Dann kamen die Anschläge vom November. Noch am selben Abend verhängte der französische Präsident den Ausnahmezustand. In der darauf folgenden Woche verlängerte die Nationalversammlung diesen Zustand der Rechtlosigkeit auf drei Monate - mit sechs Gegenstimmen. Aktuell ist die Gewaltenteilung in Frankreich aufgehoben. Verdächtige können ohne richterlichen Beschluss interniert werden. Polizei und Sicherheitsbehörden dürfen sämtliche elektronischen Systeme durchsuchen und überwachen. Vereine und Internetseiten können jederzeit ohne einen Richter verboten werden.

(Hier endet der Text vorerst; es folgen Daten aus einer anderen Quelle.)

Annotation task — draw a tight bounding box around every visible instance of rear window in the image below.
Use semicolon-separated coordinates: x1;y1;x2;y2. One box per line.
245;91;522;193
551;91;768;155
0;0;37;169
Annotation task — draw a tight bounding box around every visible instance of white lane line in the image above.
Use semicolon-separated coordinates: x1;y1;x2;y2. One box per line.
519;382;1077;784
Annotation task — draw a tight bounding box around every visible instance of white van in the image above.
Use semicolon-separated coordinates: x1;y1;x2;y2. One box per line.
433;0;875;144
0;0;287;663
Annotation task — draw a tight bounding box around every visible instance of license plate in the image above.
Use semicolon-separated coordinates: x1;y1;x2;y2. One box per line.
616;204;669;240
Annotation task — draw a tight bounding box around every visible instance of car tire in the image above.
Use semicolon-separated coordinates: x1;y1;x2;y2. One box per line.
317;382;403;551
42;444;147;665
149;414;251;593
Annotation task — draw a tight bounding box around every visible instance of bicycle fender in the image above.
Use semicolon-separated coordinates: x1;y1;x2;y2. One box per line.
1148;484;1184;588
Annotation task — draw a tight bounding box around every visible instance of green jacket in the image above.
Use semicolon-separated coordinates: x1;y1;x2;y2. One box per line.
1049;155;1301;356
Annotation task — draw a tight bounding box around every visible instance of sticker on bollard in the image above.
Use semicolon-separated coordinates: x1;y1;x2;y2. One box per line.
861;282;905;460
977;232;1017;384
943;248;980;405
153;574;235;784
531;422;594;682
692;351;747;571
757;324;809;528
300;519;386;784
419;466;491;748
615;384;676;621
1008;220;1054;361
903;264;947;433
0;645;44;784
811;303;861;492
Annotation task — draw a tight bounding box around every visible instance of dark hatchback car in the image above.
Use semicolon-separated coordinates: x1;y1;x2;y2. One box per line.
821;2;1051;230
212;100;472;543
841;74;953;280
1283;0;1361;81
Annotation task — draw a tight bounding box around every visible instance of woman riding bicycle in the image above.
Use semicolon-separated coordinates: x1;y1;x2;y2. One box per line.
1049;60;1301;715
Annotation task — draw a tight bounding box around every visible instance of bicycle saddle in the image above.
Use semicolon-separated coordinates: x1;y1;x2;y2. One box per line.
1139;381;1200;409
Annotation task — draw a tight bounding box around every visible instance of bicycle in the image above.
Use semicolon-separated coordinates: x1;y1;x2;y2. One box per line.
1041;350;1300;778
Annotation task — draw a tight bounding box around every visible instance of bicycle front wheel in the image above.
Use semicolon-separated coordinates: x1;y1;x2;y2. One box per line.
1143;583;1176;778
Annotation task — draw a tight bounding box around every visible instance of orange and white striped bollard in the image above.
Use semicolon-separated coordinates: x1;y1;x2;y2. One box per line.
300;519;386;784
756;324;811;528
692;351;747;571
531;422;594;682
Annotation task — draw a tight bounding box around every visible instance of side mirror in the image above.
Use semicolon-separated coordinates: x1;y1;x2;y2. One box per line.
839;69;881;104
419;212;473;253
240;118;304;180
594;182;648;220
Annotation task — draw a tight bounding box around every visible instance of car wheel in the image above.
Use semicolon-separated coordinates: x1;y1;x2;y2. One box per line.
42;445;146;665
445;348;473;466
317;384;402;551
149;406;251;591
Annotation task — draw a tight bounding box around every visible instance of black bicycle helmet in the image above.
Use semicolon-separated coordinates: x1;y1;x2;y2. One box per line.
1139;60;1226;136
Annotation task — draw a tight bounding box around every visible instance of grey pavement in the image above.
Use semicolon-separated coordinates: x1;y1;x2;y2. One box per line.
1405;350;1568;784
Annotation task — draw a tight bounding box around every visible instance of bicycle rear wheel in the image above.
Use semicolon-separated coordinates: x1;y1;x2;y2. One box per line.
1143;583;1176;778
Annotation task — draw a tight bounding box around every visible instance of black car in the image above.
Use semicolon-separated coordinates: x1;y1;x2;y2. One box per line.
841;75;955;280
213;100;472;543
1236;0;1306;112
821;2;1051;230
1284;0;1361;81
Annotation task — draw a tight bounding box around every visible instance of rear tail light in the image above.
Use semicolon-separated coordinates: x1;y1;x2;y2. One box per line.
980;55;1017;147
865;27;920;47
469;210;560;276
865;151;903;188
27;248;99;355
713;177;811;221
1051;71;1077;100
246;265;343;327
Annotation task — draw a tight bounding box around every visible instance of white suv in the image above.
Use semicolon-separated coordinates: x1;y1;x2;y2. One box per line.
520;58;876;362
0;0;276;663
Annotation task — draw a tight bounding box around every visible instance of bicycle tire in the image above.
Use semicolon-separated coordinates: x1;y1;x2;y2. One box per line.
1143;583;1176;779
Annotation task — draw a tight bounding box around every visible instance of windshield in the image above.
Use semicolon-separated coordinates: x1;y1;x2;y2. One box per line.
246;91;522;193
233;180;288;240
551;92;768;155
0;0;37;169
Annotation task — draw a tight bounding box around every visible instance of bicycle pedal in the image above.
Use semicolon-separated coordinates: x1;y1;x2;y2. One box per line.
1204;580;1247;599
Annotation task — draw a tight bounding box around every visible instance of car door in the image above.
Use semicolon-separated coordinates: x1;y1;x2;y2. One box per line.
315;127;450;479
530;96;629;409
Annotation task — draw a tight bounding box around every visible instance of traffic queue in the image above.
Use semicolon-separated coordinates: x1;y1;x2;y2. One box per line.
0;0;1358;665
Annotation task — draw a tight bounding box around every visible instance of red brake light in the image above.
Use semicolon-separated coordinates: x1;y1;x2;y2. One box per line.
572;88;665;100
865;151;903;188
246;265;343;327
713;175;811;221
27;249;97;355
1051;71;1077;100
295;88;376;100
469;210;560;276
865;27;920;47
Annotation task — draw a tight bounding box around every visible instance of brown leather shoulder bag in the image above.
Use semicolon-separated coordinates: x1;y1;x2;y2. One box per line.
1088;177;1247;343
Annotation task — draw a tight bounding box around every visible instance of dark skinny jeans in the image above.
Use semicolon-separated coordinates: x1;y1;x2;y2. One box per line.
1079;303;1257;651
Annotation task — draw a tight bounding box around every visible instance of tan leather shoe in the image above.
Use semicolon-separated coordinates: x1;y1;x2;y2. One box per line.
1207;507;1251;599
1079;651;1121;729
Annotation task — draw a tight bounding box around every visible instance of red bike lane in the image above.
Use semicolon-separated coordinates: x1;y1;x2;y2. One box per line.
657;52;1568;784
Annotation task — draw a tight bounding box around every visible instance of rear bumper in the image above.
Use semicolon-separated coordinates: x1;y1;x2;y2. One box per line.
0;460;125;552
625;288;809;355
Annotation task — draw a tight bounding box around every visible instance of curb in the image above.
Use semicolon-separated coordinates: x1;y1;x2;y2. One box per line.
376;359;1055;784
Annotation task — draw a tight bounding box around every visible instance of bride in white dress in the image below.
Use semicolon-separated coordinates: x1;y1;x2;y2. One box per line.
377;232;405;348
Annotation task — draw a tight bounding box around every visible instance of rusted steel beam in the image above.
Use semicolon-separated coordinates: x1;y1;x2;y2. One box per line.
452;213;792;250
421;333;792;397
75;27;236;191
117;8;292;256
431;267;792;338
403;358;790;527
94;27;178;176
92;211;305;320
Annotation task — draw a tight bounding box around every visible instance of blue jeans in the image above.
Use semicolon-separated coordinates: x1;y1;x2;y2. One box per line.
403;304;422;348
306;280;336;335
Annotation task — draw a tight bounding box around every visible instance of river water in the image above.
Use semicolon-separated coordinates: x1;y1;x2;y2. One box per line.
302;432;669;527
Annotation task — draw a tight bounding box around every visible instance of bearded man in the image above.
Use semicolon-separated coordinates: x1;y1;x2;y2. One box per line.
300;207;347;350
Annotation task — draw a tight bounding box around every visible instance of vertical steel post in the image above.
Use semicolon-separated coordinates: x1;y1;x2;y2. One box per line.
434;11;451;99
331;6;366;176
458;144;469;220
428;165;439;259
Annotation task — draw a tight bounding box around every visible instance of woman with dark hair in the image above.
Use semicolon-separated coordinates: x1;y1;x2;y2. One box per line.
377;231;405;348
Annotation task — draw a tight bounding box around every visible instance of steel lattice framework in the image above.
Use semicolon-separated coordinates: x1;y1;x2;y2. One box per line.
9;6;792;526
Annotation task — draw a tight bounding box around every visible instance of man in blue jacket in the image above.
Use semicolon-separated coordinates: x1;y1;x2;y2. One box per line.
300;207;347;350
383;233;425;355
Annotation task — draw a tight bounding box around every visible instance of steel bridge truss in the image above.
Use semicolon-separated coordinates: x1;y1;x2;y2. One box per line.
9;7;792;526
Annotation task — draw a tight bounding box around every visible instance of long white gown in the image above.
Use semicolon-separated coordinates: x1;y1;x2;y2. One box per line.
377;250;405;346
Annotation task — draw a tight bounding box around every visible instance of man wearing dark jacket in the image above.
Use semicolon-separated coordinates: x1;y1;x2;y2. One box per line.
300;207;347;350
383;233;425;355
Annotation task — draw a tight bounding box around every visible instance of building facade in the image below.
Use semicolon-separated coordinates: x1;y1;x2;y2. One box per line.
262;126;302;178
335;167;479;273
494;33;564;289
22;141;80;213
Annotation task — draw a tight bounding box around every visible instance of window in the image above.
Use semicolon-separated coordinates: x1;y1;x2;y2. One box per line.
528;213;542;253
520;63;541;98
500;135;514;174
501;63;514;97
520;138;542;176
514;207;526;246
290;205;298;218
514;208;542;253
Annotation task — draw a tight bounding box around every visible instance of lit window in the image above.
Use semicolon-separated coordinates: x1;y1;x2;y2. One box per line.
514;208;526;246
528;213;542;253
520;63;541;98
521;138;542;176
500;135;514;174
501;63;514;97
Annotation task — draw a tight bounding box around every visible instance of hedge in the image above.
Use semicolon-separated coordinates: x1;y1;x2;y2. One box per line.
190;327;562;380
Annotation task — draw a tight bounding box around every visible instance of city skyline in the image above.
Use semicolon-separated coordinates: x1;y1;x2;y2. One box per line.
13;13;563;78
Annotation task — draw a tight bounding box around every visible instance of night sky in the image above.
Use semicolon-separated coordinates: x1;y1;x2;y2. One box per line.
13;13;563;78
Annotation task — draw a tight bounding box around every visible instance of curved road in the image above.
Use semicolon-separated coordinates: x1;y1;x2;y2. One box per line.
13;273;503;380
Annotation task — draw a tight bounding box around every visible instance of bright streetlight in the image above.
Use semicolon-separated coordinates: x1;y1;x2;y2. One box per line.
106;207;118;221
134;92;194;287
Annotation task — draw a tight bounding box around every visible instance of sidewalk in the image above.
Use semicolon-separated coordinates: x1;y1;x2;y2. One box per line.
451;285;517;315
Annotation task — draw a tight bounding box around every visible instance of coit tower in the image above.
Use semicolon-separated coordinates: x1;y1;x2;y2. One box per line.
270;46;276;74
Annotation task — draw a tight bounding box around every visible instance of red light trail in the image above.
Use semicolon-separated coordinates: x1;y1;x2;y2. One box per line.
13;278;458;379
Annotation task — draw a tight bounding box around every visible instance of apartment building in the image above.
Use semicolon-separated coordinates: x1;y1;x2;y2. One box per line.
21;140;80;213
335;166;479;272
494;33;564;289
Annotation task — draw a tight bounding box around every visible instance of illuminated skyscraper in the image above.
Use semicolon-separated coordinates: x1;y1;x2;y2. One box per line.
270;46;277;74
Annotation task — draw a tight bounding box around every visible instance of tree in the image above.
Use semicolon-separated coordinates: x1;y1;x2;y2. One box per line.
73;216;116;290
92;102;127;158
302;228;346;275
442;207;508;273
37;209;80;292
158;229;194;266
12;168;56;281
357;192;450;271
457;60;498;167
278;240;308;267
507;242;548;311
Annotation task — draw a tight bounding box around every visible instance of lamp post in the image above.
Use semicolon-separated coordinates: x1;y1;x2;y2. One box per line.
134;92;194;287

Bis Weihnachten fanden in Frankreich mehr als 2.700 Hausdurchsuchungen statt, fast 370 Personen wurden unter Hausarrest gestellt, berichtet Taziden. Bei den Betroffenen handelt es sich eben keinesfalls um Terroristen. Verhaftet wurden auch Aktivisten gegen den Klimagipfel und Anarchisten. "Die Polizei entscheidet anstelle der Gesellschaft oder der Gerichte, wer als gefährlich gilt, und kann mit allen Mitteln gegen diese Personen vorgehen", lautet die Bilanz von Adrienne Charmet.

Die Aktivisten sprechen von einer "Shock-Doctrine", die darauf angelegt ist, den "Ausnahmezustand zum Normalzustand" zu machen. Frankreich, so die Aktivisten, ist gegenwärtig nicht das "Heimatland der Menschenrechte" sondern ein Polizeistaat.